On Monday Mr Atkinson's nephew, Fabian Atkinson, suggested officers would not have used the stun gun if they had known the ex-striker's medical history.
He said: "He had some health issues that he was trying to get through and that's why his heart was weak.
"When a Taser is deployed, as soon as a Taser is deployed, they need to automatically call an ambulance. How do they know the health of the guy or the girl that they are affecting?"
West Mercia Police said officers were called amid concerns "for the safety of an individual" and then deployed the stun guns.
Mr Atkinson was a top-flight striker in the 1990s, starting his career at Ipswich Town then playing for Sheffield Wednesday and Spanish side Real Sociedad before moving to Villa.
He scored 23 goals in 85 appearances for the Birmingham side between 1991 and 1995, before going on to play less successfully for teams including Turkish side Fenerbahce and Manchester City. He ended his playing career in South Korea in 2001.
Mr Atkinson's former friend and team-mate, Carlton Palmer, said he had struggled after his sporting career ended.
"It can be difficult for players when they finish and I know Dalian found it difficult," Palmer told Press Association Sport. "When you finish as a footballer, all of a sudden at 34 or 35 you have no routine and no structure to your life, and that can be a major problem. It can be a very dangerous spiral and unfortunately that's what it was for Dalian."

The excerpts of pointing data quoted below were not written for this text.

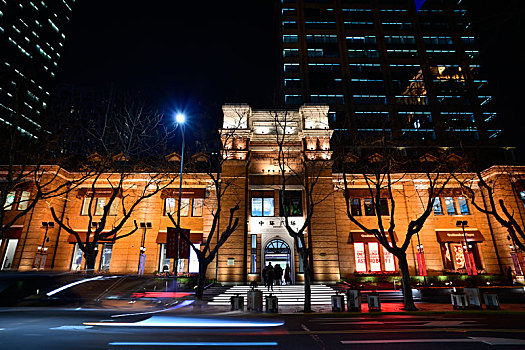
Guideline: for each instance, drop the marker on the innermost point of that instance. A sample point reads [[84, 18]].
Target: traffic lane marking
[[486, 340]]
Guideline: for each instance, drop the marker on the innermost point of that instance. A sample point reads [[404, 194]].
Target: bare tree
[[211, 162], [302, 162], [381, 172], [130, 166], [490, 193]]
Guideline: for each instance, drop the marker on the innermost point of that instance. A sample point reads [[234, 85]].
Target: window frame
[[368, 204], [113, 210], [355, 207], [461, 212], [262, 195], [453, 203], [437, 200], [288, 197]]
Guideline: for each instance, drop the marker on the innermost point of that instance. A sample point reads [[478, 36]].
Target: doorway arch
[[277, 251]]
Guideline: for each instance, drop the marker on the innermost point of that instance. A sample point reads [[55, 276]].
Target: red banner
[[517, 265], [522, 263], [422, 269], [360, 257], [472, 264], [174, 249]]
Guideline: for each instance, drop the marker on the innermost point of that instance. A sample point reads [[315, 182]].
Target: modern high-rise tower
[[387, 70], [31, 41]]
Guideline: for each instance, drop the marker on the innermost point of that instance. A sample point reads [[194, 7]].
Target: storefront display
[[370, 256]]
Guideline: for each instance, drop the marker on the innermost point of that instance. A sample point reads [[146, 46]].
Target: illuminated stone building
[[339, 249], [32, 38]]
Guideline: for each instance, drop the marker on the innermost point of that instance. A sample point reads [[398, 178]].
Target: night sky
[[197, 55]]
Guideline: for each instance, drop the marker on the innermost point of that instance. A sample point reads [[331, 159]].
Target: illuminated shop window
[[355, 206], [453, 255], [371, 257], [451, 207], [290, 38], [253, 252], [170, 206], [17, 200], [164, 262], [292, 203], [436, 207], [97, 206], [463, 206], [262, 203]]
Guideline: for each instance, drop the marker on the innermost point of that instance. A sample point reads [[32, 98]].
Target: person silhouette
[[270, 275]]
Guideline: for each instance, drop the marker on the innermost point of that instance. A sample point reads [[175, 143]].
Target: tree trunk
[[405, 283], [201, 279], [91, 258], [307, 281]]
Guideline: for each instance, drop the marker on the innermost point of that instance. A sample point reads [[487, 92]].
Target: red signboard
[[422, 269], [174, 249], [517, 265], [360, 257], [521, 261]]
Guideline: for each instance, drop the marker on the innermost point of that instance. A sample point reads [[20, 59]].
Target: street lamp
[[180, 118], [40, 259], [142, 256], [471, 270]]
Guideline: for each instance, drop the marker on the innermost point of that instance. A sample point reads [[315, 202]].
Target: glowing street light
[[180, 118]]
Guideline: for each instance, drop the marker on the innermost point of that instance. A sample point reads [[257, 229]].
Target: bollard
[[338, 302], [272, 303], [374, 303], [237, 302], [491, 301], [353, 297], [459, 301], [473, 297], [254, 300]]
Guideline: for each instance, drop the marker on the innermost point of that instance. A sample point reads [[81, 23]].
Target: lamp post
[[180, 118], [421, 260], [142, 256], [471, 268], [40, 259]]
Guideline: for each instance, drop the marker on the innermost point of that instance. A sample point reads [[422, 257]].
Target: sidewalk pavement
[[202, 307]]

Mr Atkinson's death follows that of ex-soldier Spencer Beynon, who was Tasered by police in Llanelli, South Wales, in June after stabbing a dog and then himself.
Campaigners have raised concerns about the safety of the stun guns and called for restrictions on their use until more is known about the risks.
Police use of Tasers, which are intended as a non-lethal weapon, went up slightly last year with 10,329 uses by forces in England and Wales, a 2% rise on the previous year. However, of those, 19% (1,921) were discharges; a decrease of 3% from the previous year.